Niettemin gaat Dorothea, sterk en fier als de zon, voort in de verlaten straat. Ze is op dit uur het enige levende wezen onder het onmetelijke azuur en vormt tegen het licht een in het oog springende, zwarte vlek.

Ze gaat voort en haar ranke bovenlijf wiegt bevallig op haar ronde heupen. Haar nauwsluitende zijden jurk, in een lichtroze kleur, steekt fel af tegen haar donkere huid en volgt precies de lijnen van haar ranke gestalte, van haar gewelfde rug en haar puntige boezem.

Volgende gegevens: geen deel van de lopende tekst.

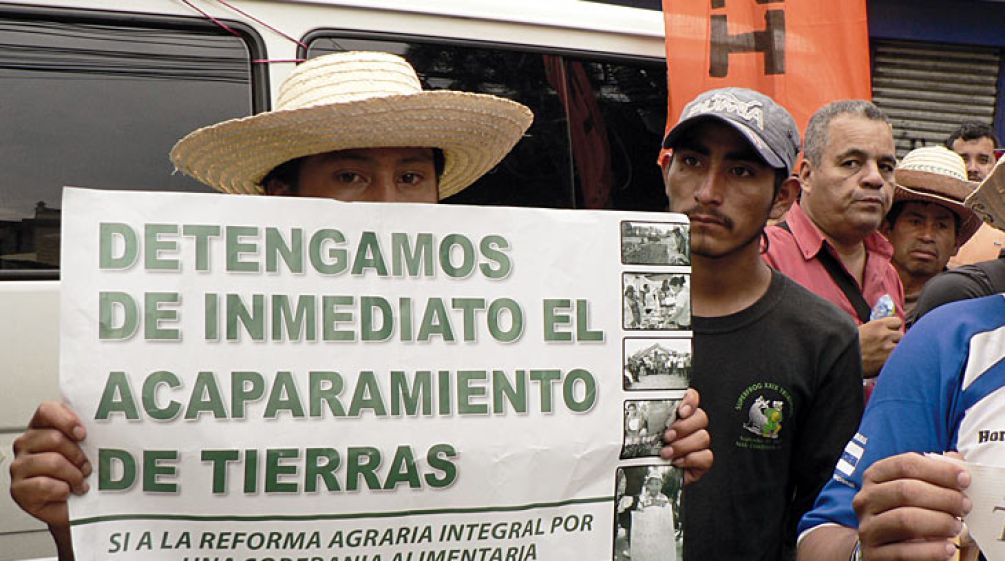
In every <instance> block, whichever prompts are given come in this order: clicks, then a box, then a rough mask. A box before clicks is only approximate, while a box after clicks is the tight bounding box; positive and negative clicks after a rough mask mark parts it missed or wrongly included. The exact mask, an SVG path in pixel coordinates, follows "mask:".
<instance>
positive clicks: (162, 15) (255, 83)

Haar rode parasol dempt het licht en werpt op haar donkere gezicht een bloedrode weerschijn.

Het gewicht van haar zware, bijna blauwe haar trekt haar tere hoofd naar achteren, waardoor ze er triomfantelijk en lui uitziet. Zware oorhangers murmelen zachtjes aan haar mooie oren.

Zo nu en dan licht de zeewind een punt van haar wijde, zwierige rok op en laat een prachtig, glanzend been zien; en haar voet, die lijkt op de voeten van de marmeren godinnen die Europa in haar musea herbergt, laat een getrouwe afdruk na in het fijne zand. Want Dorothea is zo buitengewoon koket, dat het plezier om bewonderd te worden het bij haar wint van de trots vrijgekocht te zijn, en daarom loopt ze, ook al is ze geen slavin meer, op blote voeten.

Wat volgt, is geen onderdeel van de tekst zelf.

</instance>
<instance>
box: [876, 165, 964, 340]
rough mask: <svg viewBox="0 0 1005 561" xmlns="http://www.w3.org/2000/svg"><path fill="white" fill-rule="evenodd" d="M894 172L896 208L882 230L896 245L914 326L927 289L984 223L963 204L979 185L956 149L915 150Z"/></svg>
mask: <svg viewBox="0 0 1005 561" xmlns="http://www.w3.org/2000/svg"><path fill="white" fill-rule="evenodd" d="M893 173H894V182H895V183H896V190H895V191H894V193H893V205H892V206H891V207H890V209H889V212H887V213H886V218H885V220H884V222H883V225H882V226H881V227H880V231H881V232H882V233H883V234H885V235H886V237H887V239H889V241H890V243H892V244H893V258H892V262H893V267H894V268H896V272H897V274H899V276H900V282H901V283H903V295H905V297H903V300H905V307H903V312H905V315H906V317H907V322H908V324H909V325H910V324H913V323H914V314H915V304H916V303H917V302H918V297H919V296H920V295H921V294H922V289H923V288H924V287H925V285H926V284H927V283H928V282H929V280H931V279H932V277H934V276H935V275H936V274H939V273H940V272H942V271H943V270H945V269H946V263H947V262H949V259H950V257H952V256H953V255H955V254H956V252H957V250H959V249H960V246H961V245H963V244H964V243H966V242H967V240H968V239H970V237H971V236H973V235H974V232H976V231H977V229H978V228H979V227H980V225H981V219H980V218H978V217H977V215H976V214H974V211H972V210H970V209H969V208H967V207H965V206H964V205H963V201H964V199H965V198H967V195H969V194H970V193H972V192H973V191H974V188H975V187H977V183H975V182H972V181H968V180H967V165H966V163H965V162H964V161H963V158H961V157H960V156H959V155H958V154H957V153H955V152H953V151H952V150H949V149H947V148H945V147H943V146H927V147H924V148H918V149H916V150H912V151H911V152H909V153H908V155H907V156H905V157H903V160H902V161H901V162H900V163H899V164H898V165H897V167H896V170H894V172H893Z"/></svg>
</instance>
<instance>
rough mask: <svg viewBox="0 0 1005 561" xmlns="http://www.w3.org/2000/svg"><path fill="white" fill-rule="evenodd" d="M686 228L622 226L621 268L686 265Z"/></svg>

Zo gaat ze kalm en vredig voort, gelukkig dat ze leeft, en er speelt een vage glimlach om haar mond, alsof ze in een verre spiegel haar gang en haar schoonheid weerkaatst ziet.

Welke zwaarwichtige reden drijft de lome Dorothea, die mooi en koud is als brons, voort op dit uur waarop zelfs de honden jammeren van pijn onder de stekende zon?

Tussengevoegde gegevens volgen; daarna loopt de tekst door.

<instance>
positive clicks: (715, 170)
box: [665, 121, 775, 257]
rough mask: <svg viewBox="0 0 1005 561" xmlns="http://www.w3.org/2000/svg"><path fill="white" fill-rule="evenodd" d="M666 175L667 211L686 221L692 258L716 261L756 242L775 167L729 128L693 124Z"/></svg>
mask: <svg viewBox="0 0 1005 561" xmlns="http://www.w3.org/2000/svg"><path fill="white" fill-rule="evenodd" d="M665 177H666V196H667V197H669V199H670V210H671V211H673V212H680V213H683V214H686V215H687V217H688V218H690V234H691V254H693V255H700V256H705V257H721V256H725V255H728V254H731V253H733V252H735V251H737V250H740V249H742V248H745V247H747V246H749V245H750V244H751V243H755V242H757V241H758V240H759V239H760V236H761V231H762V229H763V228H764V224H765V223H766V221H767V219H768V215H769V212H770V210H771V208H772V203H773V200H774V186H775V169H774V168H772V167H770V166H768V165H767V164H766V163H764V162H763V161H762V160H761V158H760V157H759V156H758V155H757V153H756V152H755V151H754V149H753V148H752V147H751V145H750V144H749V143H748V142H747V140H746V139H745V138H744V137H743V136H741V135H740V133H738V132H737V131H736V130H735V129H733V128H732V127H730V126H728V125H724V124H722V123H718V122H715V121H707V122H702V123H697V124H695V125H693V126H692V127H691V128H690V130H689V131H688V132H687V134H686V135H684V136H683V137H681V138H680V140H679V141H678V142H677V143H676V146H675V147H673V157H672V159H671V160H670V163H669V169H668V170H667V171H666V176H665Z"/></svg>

Waarom verliet ze haar gezellig ingerichte hutje dat door bloemen en matten zonder veel kosten tot een volmaakt boudoir is gemaakt, waar ze met zoveel genoegen haar haren kamt, rookt, zich koelte toewaait en zichzelf bekijkt in de spiegel van haar grote veren waaiers, terwijl de zee, die honderd passen daarvandaan op het strand beukt, haar onbestemde dromerijen krachtig en monotoon begeleidt, en de ijzeren stoofpot achter op het binnenplaatsje, waarin een ragout van krab en rijst met saffraan suddert, opwindende geuren in haar richting stuurt?

Misschien heeft ze een afspraak met een jonge officier, die op verre stranden zijn kameraden heeft horen praten over de beroemde Dorothea. Ze zal hem, eenvoudig als ze is, ongetwijfeld vragen haar het Operabal te beschrijven, en ze zal willen weten of je daar op blote voeten naartoe kunt, zoals naar de dansfeesten op zondag, waar zelfs de oude Kaffervrouwen dronken en dol van vreugde worden; en ook of de mooie dames in Parijs allemaal mooier zijn dan zij.

Dorothea wordt door allen bewonderd en vertroeteld, en ze zou volmaakt gelukkig zijn als ze niet gedwongen was piaster voor piaster op te potten om haar kleine zusje vrij te kopen, dat al ruim elf jaar is, en rijp, en heel mooi! Het zal de goede Dorothea zeker lukken: de meester van het kind is gierig, té gierig om een andere schoonheid te zien dan die van het geld!




La belle Dorothée
Le soleil accable la ville de sa lumière droite et terrible; le sable est éblouissant et la mer miroite. Le monde stupéfié s'affaisse lâchement et fait la sieste, une sieste qui est une espèce de mort savoureuse oh le dormeur, à demi éveillé, goûte les voluptés de son anéantissement.

Cependant Dorothée, forte et fière comme le soleil, s'avance dans la rue déserte, seule vivante à cette heure sous l'immense azur, et faisant sur la lumière une tache éclatante et noire.

Elle s'avance, balançant mollement son torse si mince sur ses hanches si larges. Sa robe de soie collante, d'un ton clair et rose, tranche vivement sur les ténèbres de sa peau et moule exactement sa taille longue, son dos creux et sa gorge pointue.

Son ombrelle rouge, tamisant la lumière, projette sur son visage sombre le fard sanglant de ses reflets.

Le poids de son énorme chevelure presque bleue tire en arrière sa tête délicate et lui donne un air triomphant et paresseux. De lourdes pendeloques gazouillent secrètement à ses mignonnes oreilles.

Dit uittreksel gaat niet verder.